Researchers found people who don't have as much oxygen in their blood during sleep, which occurs with sleep apnea and conditions such as emphysema, are more likely to have tiny abnormalities in brain tissue, called micro infarcts, than people with higher levels of oxygen in the blood.
These abnormalities are associated with the development of dementia, researchers said.

"These findings suggest that low blood oxygen levels and reduced slow wave sleep may contribute to the processes that lead to cognitive decline and dementia," said study author Rebecca P Gelber of the VA Pacific Islands Health Care System and the Pacific Health Research and Education Institute in Honolulu, Hawaii.

People who spent less time in deep sleep, called slow wave sleep, were more likely to have loss of brain cells than people who spent more time in slow wave sleep.

Loss of brain cells is also associated with Alzheimer's disease and dementia.

For the study, 167 Japanese American men had sleep tests conducted in their homes when they were an average age of 84.
All were followed until they died an average of six years later, and autopsies were conducted on their brains to look for micro infarcts, loss of brain cells, the plaques and tangles associated with Alzheimer's disease and Lewy bodies found in Lewy body dementia, reported.

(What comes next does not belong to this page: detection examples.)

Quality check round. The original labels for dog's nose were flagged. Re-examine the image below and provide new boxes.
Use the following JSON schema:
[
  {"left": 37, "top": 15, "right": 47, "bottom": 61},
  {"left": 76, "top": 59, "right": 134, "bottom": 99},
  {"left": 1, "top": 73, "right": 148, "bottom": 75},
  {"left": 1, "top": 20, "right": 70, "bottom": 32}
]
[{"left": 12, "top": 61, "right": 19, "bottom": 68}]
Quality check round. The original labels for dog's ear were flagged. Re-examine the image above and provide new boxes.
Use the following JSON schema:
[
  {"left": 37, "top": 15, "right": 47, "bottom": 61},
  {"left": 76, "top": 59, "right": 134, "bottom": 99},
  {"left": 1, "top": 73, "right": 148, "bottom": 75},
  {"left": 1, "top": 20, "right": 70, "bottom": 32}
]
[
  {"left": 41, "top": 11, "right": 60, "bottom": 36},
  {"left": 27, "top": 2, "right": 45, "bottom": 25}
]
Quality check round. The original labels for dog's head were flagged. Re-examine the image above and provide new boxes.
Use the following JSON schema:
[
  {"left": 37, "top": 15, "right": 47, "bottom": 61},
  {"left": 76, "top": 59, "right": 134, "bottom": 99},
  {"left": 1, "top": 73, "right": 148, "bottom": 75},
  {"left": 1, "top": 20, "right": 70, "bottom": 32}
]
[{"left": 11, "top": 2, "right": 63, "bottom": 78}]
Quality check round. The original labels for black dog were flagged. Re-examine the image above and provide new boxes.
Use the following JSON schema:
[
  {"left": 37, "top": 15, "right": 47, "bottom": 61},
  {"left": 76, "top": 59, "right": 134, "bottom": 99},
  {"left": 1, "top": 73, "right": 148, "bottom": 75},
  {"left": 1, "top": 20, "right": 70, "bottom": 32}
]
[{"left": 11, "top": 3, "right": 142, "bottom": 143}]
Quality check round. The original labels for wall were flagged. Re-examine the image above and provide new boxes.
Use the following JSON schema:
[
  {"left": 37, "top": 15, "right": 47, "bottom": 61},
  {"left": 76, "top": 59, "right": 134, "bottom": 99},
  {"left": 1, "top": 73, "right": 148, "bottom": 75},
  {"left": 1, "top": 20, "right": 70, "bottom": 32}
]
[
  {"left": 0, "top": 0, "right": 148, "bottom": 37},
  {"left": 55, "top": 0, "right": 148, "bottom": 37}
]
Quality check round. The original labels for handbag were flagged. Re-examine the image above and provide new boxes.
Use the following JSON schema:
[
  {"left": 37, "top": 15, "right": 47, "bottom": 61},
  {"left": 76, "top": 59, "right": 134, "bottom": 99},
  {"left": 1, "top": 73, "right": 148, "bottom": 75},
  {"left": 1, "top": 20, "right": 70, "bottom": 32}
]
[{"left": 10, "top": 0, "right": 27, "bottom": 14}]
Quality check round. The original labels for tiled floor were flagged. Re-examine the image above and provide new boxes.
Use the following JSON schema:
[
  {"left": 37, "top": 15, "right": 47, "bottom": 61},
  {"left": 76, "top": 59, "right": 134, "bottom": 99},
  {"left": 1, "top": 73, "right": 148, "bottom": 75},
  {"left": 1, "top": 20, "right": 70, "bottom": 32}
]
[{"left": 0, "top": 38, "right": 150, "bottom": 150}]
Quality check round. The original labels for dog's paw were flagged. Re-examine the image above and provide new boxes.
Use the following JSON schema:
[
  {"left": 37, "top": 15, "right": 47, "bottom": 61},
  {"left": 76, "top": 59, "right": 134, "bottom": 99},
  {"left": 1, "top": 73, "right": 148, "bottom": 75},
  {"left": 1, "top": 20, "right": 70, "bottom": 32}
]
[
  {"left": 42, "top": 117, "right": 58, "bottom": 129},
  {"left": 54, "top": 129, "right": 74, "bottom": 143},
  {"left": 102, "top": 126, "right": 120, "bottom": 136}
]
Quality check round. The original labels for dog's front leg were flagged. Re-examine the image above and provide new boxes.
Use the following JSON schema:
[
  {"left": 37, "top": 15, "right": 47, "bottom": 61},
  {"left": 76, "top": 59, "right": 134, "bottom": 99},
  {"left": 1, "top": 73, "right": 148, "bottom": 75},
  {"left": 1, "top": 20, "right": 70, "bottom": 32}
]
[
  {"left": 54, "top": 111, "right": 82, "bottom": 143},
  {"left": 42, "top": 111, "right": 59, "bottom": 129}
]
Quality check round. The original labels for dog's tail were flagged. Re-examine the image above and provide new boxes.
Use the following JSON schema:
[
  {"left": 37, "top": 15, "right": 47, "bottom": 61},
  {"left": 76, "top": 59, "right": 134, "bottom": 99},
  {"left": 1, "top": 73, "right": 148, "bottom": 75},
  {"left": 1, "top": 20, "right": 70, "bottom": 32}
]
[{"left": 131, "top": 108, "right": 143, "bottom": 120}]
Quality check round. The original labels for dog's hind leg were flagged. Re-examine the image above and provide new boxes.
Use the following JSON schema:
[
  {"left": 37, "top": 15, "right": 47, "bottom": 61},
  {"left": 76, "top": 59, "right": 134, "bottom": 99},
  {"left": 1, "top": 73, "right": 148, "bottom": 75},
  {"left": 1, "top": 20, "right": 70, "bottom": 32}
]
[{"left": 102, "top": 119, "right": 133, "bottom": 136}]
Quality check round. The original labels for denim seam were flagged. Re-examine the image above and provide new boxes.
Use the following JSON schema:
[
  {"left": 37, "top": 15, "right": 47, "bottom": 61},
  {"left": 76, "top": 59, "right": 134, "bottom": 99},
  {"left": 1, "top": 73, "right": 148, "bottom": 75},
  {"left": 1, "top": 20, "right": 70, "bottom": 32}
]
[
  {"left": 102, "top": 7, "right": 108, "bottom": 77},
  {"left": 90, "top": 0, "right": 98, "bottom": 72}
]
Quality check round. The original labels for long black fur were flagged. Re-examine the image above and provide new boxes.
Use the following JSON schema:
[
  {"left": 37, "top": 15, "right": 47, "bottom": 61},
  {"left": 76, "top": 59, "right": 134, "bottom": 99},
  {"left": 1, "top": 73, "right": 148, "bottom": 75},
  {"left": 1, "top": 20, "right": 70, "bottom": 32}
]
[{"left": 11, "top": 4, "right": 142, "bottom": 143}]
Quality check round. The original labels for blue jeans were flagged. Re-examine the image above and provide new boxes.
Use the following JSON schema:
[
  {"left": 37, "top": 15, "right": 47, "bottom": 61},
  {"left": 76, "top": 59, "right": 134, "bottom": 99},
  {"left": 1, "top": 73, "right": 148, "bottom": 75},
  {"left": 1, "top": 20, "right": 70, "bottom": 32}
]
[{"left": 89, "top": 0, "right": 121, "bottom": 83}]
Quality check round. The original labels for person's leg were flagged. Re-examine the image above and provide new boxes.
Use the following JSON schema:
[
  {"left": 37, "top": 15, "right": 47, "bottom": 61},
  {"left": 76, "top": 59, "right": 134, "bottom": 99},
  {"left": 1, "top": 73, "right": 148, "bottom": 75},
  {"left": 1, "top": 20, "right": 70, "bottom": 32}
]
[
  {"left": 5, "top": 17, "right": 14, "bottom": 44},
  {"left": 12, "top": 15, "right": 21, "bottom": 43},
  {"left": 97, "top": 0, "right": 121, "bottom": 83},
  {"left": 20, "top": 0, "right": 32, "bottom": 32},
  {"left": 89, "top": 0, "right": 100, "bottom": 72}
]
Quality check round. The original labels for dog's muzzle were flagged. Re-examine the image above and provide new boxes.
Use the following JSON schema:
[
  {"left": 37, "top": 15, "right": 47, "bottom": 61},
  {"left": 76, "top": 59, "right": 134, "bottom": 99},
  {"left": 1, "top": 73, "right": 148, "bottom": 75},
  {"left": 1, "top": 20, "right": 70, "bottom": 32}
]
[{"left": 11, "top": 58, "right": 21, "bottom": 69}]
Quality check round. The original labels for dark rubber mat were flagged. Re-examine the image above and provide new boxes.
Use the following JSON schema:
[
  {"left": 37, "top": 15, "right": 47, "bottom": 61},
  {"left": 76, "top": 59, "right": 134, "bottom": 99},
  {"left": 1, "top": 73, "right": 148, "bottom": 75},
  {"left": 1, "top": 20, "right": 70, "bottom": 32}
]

The researchers divided the participants into four groups based on the percentage of time spent with lower than normal blood oxygen levels during sleep, with the lowest group spending 13 per cent of their time or less with low oxygen levels and the highest group spending 72 to 99 per cent of the night with low oxygen levels.
Each group had 41 or 42 men. Of the 41 men in the lowest group, four had micro infarcts in the brain, while 14 of the 42 men in the highest group had the abnormalities, making them nearly four times more likely to have brain damage.     

Of the 37 men who spent the least time in slow wave sleep, 17 had brain cell loss, compared to seven of the 38 men who spent the most time in slow wave sleep.

The study was published in the journal Neurology.